Like sea urchins and starfish and clams and oysters and barnacles,
reef-building corals have mastered the alchemy of calcification. What sets
them apart from other calcifiers is that instead of working solo, to
produce a shell, say, or some calcitic plates, corals engage in vast
communal building projects that stretch over generations. Each
individual, known unflatteringly as a polyp, adds to its colony’s collective
exoskeleton. On a reef, billions of polyps belonging to as many as a
hundred different species are all devoting themselves to this same basic
task. Given enough time (and the right conditions), the result is another
paradox: a living structure. The Great Barrier Reef extends,
discontinuously, for more than fifteen hundred miles, and in some places
it is five hundred feet thick.
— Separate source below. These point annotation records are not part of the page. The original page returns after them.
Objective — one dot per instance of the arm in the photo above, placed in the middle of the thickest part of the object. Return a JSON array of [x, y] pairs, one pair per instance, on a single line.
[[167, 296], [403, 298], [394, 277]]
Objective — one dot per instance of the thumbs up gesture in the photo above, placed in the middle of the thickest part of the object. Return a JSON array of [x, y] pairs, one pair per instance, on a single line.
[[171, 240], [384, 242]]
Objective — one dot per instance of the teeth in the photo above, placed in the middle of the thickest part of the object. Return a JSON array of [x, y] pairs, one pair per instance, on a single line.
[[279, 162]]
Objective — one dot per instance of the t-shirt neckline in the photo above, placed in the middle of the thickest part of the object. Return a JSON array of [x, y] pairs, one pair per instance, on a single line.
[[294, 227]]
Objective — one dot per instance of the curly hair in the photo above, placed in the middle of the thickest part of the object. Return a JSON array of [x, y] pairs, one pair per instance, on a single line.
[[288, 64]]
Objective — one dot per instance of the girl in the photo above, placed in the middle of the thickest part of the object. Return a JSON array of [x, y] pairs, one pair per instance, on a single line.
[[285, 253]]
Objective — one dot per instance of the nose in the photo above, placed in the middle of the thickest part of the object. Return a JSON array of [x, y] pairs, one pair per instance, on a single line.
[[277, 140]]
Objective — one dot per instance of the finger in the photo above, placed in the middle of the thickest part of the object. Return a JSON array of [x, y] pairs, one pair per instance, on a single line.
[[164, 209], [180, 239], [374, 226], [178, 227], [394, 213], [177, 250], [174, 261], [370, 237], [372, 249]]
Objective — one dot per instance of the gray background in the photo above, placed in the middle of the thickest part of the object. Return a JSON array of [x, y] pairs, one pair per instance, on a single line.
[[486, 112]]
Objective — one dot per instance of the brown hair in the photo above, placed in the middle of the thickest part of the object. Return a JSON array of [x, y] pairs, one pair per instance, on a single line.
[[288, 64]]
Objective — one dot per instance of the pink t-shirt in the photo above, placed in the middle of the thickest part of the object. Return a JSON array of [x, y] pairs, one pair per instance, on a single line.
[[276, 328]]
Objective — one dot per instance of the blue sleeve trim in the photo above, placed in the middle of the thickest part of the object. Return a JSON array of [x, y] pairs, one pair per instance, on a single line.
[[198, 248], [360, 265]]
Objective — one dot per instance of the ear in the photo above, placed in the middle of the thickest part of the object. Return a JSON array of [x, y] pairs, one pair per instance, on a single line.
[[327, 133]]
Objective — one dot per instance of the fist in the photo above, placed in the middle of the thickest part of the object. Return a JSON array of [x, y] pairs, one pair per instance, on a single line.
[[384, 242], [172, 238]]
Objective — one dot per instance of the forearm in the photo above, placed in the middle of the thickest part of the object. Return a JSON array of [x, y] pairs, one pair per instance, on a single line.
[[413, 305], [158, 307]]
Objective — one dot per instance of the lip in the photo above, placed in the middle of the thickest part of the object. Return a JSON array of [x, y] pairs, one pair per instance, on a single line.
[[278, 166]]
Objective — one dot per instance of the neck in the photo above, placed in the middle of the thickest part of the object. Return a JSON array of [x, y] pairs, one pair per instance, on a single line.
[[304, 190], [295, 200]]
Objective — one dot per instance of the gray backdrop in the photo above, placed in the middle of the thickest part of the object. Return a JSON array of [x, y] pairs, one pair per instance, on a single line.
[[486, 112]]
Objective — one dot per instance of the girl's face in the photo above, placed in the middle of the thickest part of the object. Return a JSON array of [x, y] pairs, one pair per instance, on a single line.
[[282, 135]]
By the scale of reefs, the pyramids at Giza are
kiddie blocks.
The way corals change the world—with huge construction projects
spanning multiple generations—might be likened to the way that humans
do, with this crucial difference. Instead of displacing other creatures,
corals support them. Thousands—perhaps millions—of species have
evolved to rely on coral reefs, either directly for protection or food, or
indirectly, to prey on those species that come seeking protection or food.